High-Pressure Synthesis of Carbon Nanothreads from Polycyclic Aromatic Hydrocarbons

Carbon nanothreads are one-dimensional sp3-hybridized polymers that have been theorized to exhibit new mechanical, thermal, or electronic properties. When derived from polycyclic aromatic hydrocarbons, nanothreads with thicker diameters emerge, which may promote higher ultimate strengths and/or bending moduli. In this contribution, we investigate the thermally mediated polymerization of naphthalene and pyrene under uniaxial pressure.
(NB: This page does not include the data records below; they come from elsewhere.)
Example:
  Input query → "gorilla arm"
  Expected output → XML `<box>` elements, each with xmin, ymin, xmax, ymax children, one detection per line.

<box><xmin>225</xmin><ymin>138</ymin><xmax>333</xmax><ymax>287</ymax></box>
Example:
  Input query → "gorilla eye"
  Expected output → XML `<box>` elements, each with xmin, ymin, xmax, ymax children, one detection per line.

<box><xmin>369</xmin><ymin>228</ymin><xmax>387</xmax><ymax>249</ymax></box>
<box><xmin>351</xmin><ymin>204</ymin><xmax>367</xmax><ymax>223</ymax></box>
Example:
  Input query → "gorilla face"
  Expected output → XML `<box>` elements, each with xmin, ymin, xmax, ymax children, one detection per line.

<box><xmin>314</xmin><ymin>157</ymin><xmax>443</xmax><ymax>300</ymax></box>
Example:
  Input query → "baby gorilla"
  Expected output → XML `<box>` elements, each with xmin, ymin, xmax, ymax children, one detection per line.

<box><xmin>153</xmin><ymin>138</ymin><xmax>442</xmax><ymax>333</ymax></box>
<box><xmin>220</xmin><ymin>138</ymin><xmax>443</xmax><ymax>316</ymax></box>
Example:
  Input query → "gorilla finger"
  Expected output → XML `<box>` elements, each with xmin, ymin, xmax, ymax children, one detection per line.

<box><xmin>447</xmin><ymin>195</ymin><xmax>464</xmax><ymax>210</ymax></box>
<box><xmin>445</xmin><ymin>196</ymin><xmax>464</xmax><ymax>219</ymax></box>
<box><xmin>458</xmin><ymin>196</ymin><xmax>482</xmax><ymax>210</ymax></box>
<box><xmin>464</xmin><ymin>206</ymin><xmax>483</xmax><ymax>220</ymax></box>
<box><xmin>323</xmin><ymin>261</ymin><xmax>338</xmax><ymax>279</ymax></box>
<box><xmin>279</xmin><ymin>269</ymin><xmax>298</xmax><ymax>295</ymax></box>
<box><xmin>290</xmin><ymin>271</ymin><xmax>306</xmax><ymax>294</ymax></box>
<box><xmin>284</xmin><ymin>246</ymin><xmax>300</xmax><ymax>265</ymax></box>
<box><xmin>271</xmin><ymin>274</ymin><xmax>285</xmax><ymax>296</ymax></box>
Both PAHs undergo successful polymerizations, affording crystalline solids with distinctly different interplanar spacings (dNap = 7.77, 6.64, and 6.24 Å; dPy = 8.81, 8.37, and 7.33 Å). The application of heat resulted in the reduction of maximum pressures (at least 8 GPa for naphthalene and at least 4 GPa for pyrene), with a more well-defined diffraction pattern being obtained in the polymerization of pyrene. Spectroscopic analysis supported the formation of predominantly C(sp3)-hybridized extended carbon materials, consistent with simulated crystalline nanothreads without cross-linking.

碳纳米线（carbon nanothreads）是一类一维sp³杂化聚合物，理论上可展现出新颖的力学、热学或电学特性。当以多环芳烃（polycyclic aromatic hydrocarbons, PAHs）为前驱体制备时，可得到直径更粗的碳纳米线，此类纳米线有望具备更高的极限强度与/或弯曲模量。本研究针对单轴压力下热介导的萘与芘聚合过程展开探究。两种多环芳烃均成功发生聚合，得到具有显著差异层间距的结晶固体：萘对应的层间距（dNap）为7.77、6.64与6.24埃，芘对应的层间距（dPy）为8.81、8.37与7.33埃。加热可降低聚合所需的最大压力（萘至少需8 GPa，芘至少需4 GPa），且芘的聚合反应可得到峰形更规整、分辨率更高的衍射图谱。光谱分析结果证实，产物主要为sp³杂化的延展碳材料，与无交联的模拟结晶碳纳米线结构相符。